First, Newsweek "exposed" the creator of bitcoin. Then the Internet lost its mind.

The magazine published its investigative feature Thursday, claiming that it had, thanks to some intrepid sleuthing, located Satoshi Nakamoto, the mysterious Japanese-American who purportedly invented the cryptocurrency.

"Satoshi Nakamoto" had long been thought to be a pseudonym for a person or group of programmers who in 2008 launched the digital-currency craze with a nine-page paper outlining a "purely peer-to-peer version of electronic cash," which was introduced shortly thereafter.

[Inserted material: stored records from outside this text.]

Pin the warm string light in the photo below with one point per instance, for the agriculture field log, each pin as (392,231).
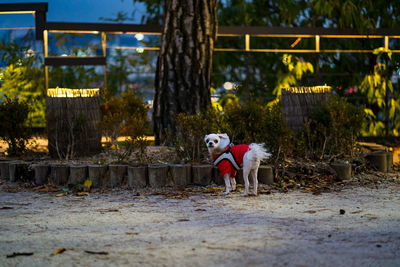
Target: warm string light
(309,89)
(67,92)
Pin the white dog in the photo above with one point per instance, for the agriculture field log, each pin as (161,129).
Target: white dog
(229,158)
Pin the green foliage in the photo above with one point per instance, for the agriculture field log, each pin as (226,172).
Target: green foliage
(332,129)
(13,125)
(245,122)
(279,138)
(23,79)
(378,88)
(295,70)
(253,121)
(126,115)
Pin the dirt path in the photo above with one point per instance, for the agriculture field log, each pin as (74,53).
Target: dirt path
(293,229)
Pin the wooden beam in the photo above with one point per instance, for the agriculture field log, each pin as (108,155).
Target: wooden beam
(70,61)
(43,7)
(104,27)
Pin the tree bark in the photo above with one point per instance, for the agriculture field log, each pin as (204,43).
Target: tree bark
(183,76)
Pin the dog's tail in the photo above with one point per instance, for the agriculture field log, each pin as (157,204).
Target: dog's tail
(258,152)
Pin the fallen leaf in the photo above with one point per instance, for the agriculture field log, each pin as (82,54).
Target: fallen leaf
(16,254)
(58,251)
(200,210)
(310,211)
(213,190)
(81,194)
(97,252)
(107,210)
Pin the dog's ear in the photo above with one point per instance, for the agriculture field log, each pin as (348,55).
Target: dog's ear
(223,136)
(224,140)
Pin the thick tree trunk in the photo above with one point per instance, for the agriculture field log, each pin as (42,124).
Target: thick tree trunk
(183,76)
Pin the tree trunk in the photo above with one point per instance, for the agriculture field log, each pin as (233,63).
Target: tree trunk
(183,76)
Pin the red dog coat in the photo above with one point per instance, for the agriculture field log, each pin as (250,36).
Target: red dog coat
(230,160)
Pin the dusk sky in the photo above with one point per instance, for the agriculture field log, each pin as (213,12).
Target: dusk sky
(76,11)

Newsweek's yarn, which portrays a terse, hermetic man who has chosen to sit on hundreds of millions of dollars in bitcoin instead of cashing in, is fascinating, if for nothing else but a case study in how to awaken the angry, tech-savvy corner of the Internet.

But whether the father of bitcoin is an unassuming libertarian residing in Los Angeles's San Bernardino foothills or some genius kid hacker based in Tokyo likely does little to change the regulatory trajectory of bitcoin and other volatile virtual currencies. Regulators still have to figure out how to oversee the burgeoning industry, the IRS still has to figure out how to tax it, and lawmakers still need to figure out how they feel about it.

"There's nothing more, there's nothing different, they're still saying they have to find a way to regulate it, etc., etc.," said Barrie VanBrackle, a partner at Manatt, Phelps & Phillips who specializes in payments systems.

Knowing Satoshi Nakamoto's real identity also doesn't change the basic regulatory challenge in overseeing the currency—there is no central issuer of bitcoin, which is "mined" by computers as they solve complex math problems, and the currency lacks a network operator, as Federal Reserve Chair Janet Yellen explained last month.

But that didn't stop Reddit, the online community, from predictably pouncing on the story. Users, many of them self-described bitcoin devotees, swiftly questioned the story's veracity and the integrity of journalist Leah McGrath Goodman, with one thread racking up more than 1,500 comments.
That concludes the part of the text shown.